May the 4th be with you all! I understand the entire conversation and jp pretty much summed it up. As for the rest, it is a good thing from time to time to remind all how those shiny white packages of meat get to your butcher. Especially for those who pay extra for "free range, organic, no kill" processing. Yes I have seen "no kill' processed meat advertised. People pay for it. People pay for a lot of things that are impossible. The things usually all come through the same chute.

PO
 
so here is the deal... two totally unrelated things that just happen to be related.

a while back i wanted to learn to do that kentucky hillbilly steppin stuff, but i can't dance, i tried. and at the local minor league baseball team i got a ticket pack so we will be seeing some games this year. sometimes they give free stuff away and sometimes they have fireworks ("bombs bursting in air" boom boom boom) great small town patriotism remove cover hand over heart stuff.

anyways, this shave ice gal from concessions always comes down at the 7th inning stretch and does the chicken dance on top of the dugout in her spandex shorts and sports bra which is what she wears the whole game anyway so it ain't much of a stretch. and i always feel guilty just watching and not dancing so this year i learned to do it!

it goes like this: snap your beak, flap your wings, shake your tail feathers (she is really good at that part), clap, then promenade. that's all there is to it! i got this.


hint: it's really a polka.
 
omg! about three years ago i switched to vaping instead of smoking cigarettes. i smoked for almost 30 years. it was a tough one to kick, tried everything, i still need the nicotine but not the burnt carcinogens. anyways. i go to the beer store today and this guy is smoking a marlboro out front. oh my what a sweet smell, a marlboro, like honey on a peach, it gave me goosebumps. i wanted one sooo bad.

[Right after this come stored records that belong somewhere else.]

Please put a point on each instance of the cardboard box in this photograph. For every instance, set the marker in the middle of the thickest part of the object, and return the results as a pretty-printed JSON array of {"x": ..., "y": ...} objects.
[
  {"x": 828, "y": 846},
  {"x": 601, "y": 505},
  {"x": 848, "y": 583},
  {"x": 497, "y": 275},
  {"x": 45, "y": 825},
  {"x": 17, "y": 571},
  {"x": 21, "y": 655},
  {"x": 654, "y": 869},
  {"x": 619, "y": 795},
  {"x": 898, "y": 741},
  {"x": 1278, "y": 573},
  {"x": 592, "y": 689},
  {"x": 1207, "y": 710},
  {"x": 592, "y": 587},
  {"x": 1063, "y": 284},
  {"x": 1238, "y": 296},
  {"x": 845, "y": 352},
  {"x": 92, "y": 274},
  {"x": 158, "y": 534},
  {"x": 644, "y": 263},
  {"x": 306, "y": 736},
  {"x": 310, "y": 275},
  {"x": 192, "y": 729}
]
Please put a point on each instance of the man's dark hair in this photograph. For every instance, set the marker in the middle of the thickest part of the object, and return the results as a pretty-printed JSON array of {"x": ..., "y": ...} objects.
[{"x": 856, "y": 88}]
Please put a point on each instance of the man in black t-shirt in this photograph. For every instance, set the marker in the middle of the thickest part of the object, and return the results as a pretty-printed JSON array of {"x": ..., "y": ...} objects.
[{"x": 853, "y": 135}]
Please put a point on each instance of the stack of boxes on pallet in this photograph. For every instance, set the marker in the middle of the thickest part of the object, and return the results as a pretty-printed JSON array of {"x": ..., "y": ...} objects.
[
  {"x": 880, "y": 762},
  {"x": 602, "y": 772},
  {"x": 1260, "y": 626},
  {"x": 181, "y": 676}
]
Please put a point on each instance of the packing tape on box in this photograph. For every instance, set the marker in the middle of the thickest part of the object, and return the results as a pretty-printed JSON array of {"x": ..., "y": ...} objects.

that doesn't happen very often anymore, i can't stand those things they stink. but this one smelled like heaven. i just kept walking. just keep swimming. funny how the past never goes away.
 
do you guys know how hard it is to bend reality, shape it to fit your will? sure you can do it, but the cost-benefit analysis does not pencil out. i've found it much easier to just accept reality and work with it. that was about the time i quit caring about things out of my control. free.
 
so this is a great production. sure it's about sex on the surface and it's easy to get distracted by the sexiness and all and axe is great soap.

but there is more to it. brilliant. no matter who you are or how hard you fall, you get up.

a wise woman told me this one time. everybody falls, sh*t goes splat, you get up. that is what she told me. she said i wasn't sh*t. for what it's worth. now there are two ways to take that statement, i chose the bright side.

 
Love hot dogs? Surprising frankfurter facts | Fox News

In a 2015 press release, the National Hot Dog and Sausage Council decreed that the hot dog is not a sandwich, despite it having many of the same components as most sandwiches. “Limiting the hot dog’s significance by saying it’s ‘just a sandwich’ category is like calling the Dalai Lama ‘just a guy,’" stated NHDSC president Janet Rikey, aka the “Queen of Wien.”

i'm excited because summer is here and this weekend is the home opener of the local minor league baseball team, complete with national anthem, fireworks, and $1 hotdogs. it don't get much better than that.

speaking of hotdogs, did you know it is not really about the sausage, rather the buns you stick it in? play ball. that gal dubbed "queen of wien" seems like an interesting person to meat.